Celiac disease is an autoimmune disorder in which the body’s immune system “attacks” the small intestine after gluten is consumed. Gluten is a protein that is found in wheat, barley, and rye products. Suppose someone with celiac disease continues to consume gluten and they go undiagnosed. In that case, they could experience health problems such as nutritional deficiencies, anemia, depression, and permanent damage to the small intestine.
Gluten is most obviously found in breads and pastas but is often hidden in other foods, such as soy sauce, processed meats, potato chips, oats, and soup. Those with celiac disease always have to worry about cross-contamination, meaning if a gluten-free food was closely prepared with a food containing gluten.
One of the first things you should consider when planning your trip is the destination. If you’re absolutely crossing something off your bucket list, it’s completely understandable, but the more remote the location, the less likely the area may understand gluten-free. Some gluten-free bloggers report they have travelled to places where restaurants had never heard of “gluten-free” or celiac disease, so choose your destination wisely. Other tips when it comes to planning your vacation include:
You may also be wondering, what gluten-free snacks should I pack? This is one of the biggest tips you should follow because you can’t depend on being able to find gluten-free food as you’re travelling. Gluten-free granola bars and bites are great on the go, and you can also pack gluten-free ramen and oats and other quick meals, should you need to make a meal on the go. Even if you’ve done the best planning, always know you can’t rely on restaurants and stores until you actually arrive, so it’s best to pack some food comforts from home for those “just-in-case” moments.
If you’re travelling to an area where you don’t know the language, you should try to learn some of it before your arrival, particularly the language that pertains to food and ordering from a menu. You can also order (or make) gluten-free restaurant cards in different languages that explain what celiac disease is, what gluten-free foods are, and what cross-contamination is. One of the biggest problems you may encounter while eating out is that restaurateurs may understand your needs for being gluten-free, and they may say that they have gluten-free selections, but they may not understand the dangers of cross-contamination.
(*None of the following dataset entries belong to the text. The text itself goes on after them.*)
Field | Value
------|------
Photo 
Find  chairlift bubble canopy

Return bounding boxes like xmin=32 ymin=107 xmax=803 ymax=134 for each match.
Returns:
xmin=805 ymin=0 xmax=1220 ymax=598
Your first point of contact at the table will be your server, and while you don’t want to seem rude, oftentimes servers don’t have a broad idea of how foods are prepared in the kitchen. They can offer suggestions on menu selections, but they are not behind the line watching the cooks and chefs prepare the meals. Because being exposed to gluten is a serious matter, you may want to kindly ask to see the manager or chef to fully ensure that the food you’re ordering is truly gluten-free and there is no cross-contamination involved.
No one wants to seem like a pest, but you also don’t want to be exposed to gluten and have your vacation ruined, either. It’s best to just be polite and upfront and simply explain that you have a serious medical allergy. Most restaurants will understand and be accomodating. However, it’s best to call in advance before you arrive in an area, so you have specific restaurants already picked out. That way, there is no letdown when you arrive. Staying in an Airbnb with a kitchen is wonderful for your needs, but surely on vacation, you don’t want to cook each night, so planning ahead is a must.
You may wonder, what should I avoid when travelling? Other than destinations that may not be able to grasp “gluten-free” or celiac disease, the number-one thing to avoid is the food you are unsure of. If you have any doubts at all about a food, it’s better to skip it than risk gluten exposure. Being in an unfamiliar place with celiac symptoms would surely be unpleasant.
If you need more information about celiac disease, gluten sensitivity, or gluten intolerance, or wish to be seen by a physician, contact us at Carolina Digestive Health Associates in Charlotte, North Carolina today. We offer comprehensive care for all of your gastrointestinal needs.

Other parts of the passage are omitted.